In Ottawa, partisan jousting between two male leaders pits the NDP’s Thomas Mulcair against the Liberals’ Justin Trudeau over the handling of high-profile sexual harassment allegations. The NDP’s bitter attacks against Trudeau for daring to air the accusations (and act on them) have poisoned — and paralyzed — the parliamentary debate.
Lacking impartiality and credibility, the House of Commons has dealt itself out of the equation. That creates an opportunity for Canada’s second-biggest assembly, at Queen’s Park, to step into the political vacuum.
What better way for Ontario MPPs to show leadership than by creating a safe and dignified space for people to come forward on the once-taboo topics of sexual harassment in the workplace, sexual violence outside the workplace, and everything in between?
Bizarrely, however, Premier Kathleen Wynne is closing her ears to the idea. Her Liberal government is stonewalling perfectly reasonable requests from Progressive Conservative MPPs to conduct public hearings across the province.
Not every issue cries out for a special committee of parliamentarians, but this one lends itself to the format. Politicians cannot produce miracles, nor play the role of a truth and reconciliation commission. But the legislature could break new ground merely by giving women a voice — and by listening to experts in the field who can break down pernicious and persistent myths about the perpetrators and victims of sexual violence.
The fact that female parliamentarians — not just unnamed New Democrat MPs, but now former deputy prime minister Sheila Copps — are coming forward with belated allegations of harassment and assault attests to the universal nature of the problem. The latest reports of sexual assault by doctors — and the secretive, hesitant responses from the College of Physicians and Surgeons — also cry out for reassessment.
Why are Wynne’s Liberals so reluctant to listen? The premier asserts that she has handled the problem within her own party by acting on confidential allegations while respecting requests for privacy.

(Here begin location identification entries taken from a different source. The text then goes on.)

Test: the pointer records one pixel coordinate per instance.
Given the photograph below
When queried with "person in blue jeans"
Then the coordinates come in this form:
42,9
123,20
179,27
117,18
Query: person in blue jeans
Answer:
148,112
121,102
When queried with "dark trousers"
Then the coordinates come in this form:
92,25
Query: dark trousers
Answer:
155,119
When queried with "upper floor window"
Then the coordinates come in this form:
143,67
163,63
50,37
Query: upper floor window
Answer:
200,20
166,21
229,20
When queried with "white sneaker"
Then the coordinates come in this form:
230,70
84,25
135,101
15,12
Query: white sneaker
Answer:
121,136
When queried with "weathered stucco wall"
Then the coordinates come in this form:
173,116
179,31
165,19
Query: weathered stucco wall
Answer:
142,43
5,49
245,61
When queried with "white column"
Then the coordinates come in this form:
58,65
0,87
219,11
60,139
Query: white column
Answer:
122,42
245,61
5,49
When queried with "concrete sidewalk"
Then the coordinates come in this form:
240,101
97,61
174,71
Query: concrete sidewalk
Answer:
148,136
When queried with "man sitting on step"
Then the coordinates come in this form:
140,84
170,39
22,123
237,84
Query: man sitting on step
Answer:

But how is Wynne helping everyone else? Led by veteran MPP Laurie Scott and her female colleagues, the Tory caucus wants the premier to look outside the Liberal party’s interests to consider the public interest.

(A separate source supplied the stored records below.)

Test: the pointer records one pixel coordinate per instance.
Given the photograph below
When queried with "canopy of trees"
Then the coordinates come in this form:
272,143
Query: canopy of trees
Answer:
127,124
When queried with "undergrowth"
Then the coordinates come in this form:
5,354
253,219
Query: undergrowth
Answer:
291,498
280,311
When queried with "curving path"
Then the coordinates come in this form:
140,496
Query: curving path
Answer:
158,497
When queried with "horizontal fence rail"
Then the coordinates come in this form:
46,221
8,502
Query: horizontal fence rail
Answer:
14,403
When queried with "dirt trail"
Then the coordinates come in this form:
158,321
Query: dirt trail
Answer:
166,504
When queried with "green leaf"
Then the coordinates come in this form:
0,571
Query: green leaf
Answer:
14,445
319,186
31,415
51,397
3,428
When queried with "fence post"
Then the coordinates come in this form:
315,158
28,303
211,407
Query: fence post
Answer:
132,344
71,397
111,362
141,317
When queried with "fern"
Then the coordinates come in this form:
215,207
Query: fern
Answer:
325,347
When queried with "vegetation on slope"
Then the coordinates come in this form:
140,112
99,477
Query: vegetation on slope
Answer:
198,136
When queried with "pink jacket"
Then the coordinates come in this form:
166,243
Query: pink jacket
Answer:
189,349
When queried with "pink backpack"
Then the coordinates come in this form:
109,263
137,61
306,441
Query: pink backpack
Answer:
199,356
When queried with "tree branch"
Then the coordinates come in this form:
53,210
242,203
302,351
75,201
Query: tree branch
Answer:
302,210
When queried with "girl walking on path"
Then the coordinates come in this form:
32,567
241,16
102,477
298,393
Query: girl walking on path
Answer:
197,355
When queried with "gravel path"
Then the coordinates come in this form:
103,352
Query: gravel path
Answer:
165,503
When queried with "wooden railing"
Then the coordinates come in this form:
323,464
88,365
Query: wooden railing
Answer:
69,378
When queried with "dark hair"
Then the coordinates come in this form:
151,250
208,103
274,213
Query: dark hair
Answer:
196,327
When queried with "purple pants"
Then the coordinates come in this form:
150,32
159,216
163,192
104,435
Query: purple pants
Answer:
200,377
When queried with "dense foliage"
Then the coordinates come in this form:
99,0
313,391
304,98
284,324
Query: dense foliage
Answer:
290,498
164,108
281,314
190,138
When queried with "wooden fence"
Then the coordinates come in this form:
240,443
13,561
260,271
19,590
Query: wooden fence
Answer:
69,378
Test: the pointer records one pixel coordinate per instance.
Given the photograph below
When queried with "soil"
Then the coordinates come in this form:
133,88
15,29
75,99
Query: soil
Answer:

Many complainants — even people in public life — are still reluctant to come forward and name names. But we can still give voice to those who want to share their stories — with or without names — if only to raise public consciousness and awareness.
We know that the criminal justice system can be a hostile environment for female victims who are doubted, cross-examined, and sometimes humiliated for the seeming “crime” of reporting a crime. Public hearings — and occasional closed sessions — might raise better ways of preserving the rights of women while protecting the rights of the accused.

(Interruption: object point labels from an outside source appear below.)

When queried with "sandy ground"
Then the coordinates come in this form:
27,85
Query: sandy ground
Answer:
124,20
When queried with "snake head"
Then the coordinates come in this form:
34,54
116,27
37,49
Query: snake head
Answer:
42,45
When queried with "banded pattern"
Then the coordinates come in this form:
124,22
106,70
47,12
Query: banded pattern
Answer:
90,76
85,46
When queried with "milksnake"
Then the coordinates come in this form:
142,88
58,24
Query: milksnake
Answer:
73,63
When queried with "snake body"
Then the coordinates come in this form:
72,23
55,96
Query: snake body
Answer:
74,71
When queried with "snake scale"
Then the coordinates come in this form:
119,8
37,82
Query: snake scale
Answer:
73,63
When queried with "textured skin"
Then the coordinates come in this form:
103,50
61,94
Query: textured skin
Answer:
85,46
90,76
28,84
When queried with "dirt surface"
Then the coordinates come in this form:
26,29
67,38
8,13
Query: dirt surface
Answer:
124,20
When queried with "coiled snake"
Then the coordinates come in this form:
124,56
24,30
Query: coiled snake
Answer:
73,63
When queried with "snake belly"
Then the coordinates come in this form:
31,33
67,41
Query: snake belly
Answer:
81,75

Experts could lay out a compelling case for why victims should at the very least report the details of an assault to police, so that there is a paper trail of so-called “similar fact” scenarios to help build a case against an accused that goes beyond simple he-said she-said conflicts. Within the workplace, the committee could recommend updates to the human rights code, or ad hoc university panels, which operate outside of the criminal justice system and therefore accept a lower burden of proof.
Ignoring the opposition’s compelling arguments, and oblivious to the Liberals’ past promises of open government, Wynne has rejected Tory overtures for a co-operative approach. After winning a majority last June, the onus is on the premier to rise above past resentments and reach out to the opposition for the greater good.
That’s how MPPs from all parties came together years ago to tackle mental health issues and, before that, family violence. It was as a young female politician, serving on a committee studying “Wife Battering” — as it was then called — that Copps says she was assaulted by a male MPP. Notwithstanding that ugly incident, the committee as a whole did important work on spousal abuse in the early 1980s.
If the Tory majority could support those groundbreaking hearings on a little-understood issue three decades ago, why should a Liberal majority be so resistant to realities in 2014? We know politicians are good talkers. Can they also be good listeners?
Will they talk to each other — please — and find a way to hear the personal stories of Ontarians?